The next two IC standards call for hospitals to take steps to control outbreaks of nosocomial infections when they are identified (IC.5) and for those facilities to design their IC processes to lower the risks and to improve the proportional rates or numerical trends of epidemiologically significant infections (IC.6). When putting together an outbreak investigation plan, Garrison recommends that it be ready for document review. In addition, ICPs need to show surveyors their ability to describe an investigation that occurred in the past 12 months using their process and be able to illustrate “lessons learned” from the investigation process, she says.

Standards IC.6.1 and IC.6.2 deal with management systems that support the IC process, which should include at least one activity aimed at preventing the transmission of epidemiologically significant infections between patients and staff. To receive a score of 1, ICPs should put in place at least one activity, Garrison suggests.

An activity that is planned, but not yet up and running, usually results in a score of 3, she says.

For standards IC.4 through IC.6, Garrison says, surveyors are seeking the following information:

• How staff (not ICPs) prevent infections, which surveyors watch for during tours of patient care areas
• Descriptions of an incident and response to an outbreak within the past year
• How surveillance data is used to improve processes within your organization
• Identification of processes that exist to prevent patient-to-staff transmission
• The ways in which the hospital supports IC (i.e., equipment, software, or clerical assistance)

Performance improvement and IC
There are numerous JCAHO leadership standards that tie into improving performance in IC, Garrison says, noting that ICPs “need to educate your leaders about your [IC] plan.”

ICPs, according to Garrison, must focus their efforts on the following leadership standards:

• LD.1—leaders plan for the provision of care
• LD.1.4—setting PI priorities based on data
• LD.3—integrating and coordinating services
• LD.4.1—leaders understand PI
• LD.4.2—approach to PI
• LD.4.3—important processes that affect patient outcomes, including nosocomial infections and outbreaks/clusters
• LD.5—leaders ensure that an integrated patient safety program is put in place throughout the organization
• LD.5.1—sentinel events

Environment of care concerns
Like the leadership standards, some environment of care (EC) standards contain IC components, Garrison says, including the following:

• EC.1.1—hospital plans for a safe environment
• EC.1.1.1—plans for worker safety
• EC.1.3—plans for managing hazardous materials and waste
• EC.1.4—the organization has an emergency management plan



JCAHO posts 2004 standards online

The JCAHO in mid-June provided a sneak peek at its 2004 standards by making them available for viewing online.
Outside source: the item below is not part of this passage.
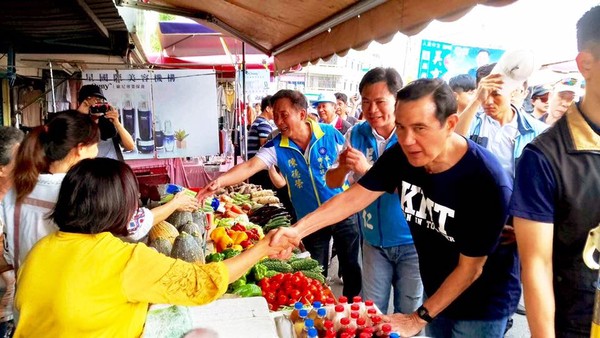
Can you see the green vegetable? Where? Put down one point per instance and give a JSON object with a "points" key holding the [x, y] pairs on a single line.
{"points": [[259, 271], [237, 284], [271, 273], [228, 253], [214, 257], [304, 264], [314, 275], [278, 266], [248, 290]]}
The new standards, which take effect January 1, 2004, are available at www.jcaho.org/accredited+organizations/2004+standards.htm. Organizations should receive the published standards this November.
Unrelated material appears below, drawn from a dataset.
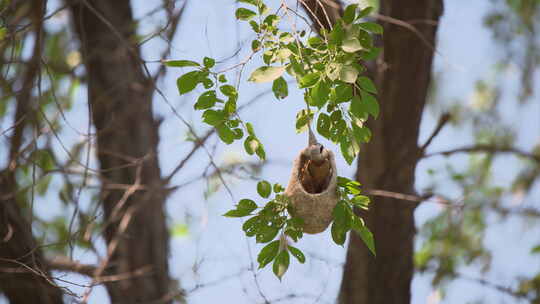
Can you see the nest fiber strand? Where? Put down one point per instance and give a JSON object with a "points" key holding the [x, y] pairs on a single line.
{"points": [[315, 209]]}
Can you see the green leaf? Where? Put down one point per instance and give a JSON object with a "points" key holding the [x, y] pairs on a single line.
{"points": [[271, 20], [371, 104], [247, 204], [281, 264], [309, 80], [236, 213], [365, 234], [266, 234], [228, 90], [347, 149], [43, 184], [266, 74], [206, 100], [249, 128], [280, 88], [283, 54], [260, 151], [244, 14], [351, 45], [350, 13], [254, 26], [180, 63], [323, 125], [362, 134], [278, 188], [339, 233], [252, 226], [319, 94], [315, 42], [302, 120], [361, 201], [252, 2], [209, 62], [372, 27], [255, 45], [187, 82], [230, 106], [366, 84], [357, 107], [264, 189], [343, 93], [225, 134], [365, 12], [180, 230], [3, 32], [297, 253], [268, 253], [213, 117], [333, 70], [286, 38], [371, 54], [250, 144], [348, 74]]}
Since 2000, the Joint Commission’s standards review task force has examined each standard for all of the JCAHO’s accreditation programs, excluding assisted living, critical access hospitals, networks, and office-based surgery.

The JCAHO revamped the standards with the following goals in mind:
• Reduce the number of standards by eliminating those that are no longer relevant
• Improve the clarity and relevance
• Lessen paperwork and documentation burdens to demonstrate compliance
• Align the standards requirements—now called elements of performance—with surveyor assessment and scoring protocols

In doing so, the JCAHO consolidated standards from the assessment and care of patients (TX) chapters, the continuum of care, and education chapters into a new “provision of care” chapter.

The TX medication standards now appear in a “medication management,” or MM chapter.

The JCAHO says the resulting standards are not “new.” Modifications embody deletions, consolidations, or clarifications of existing standards.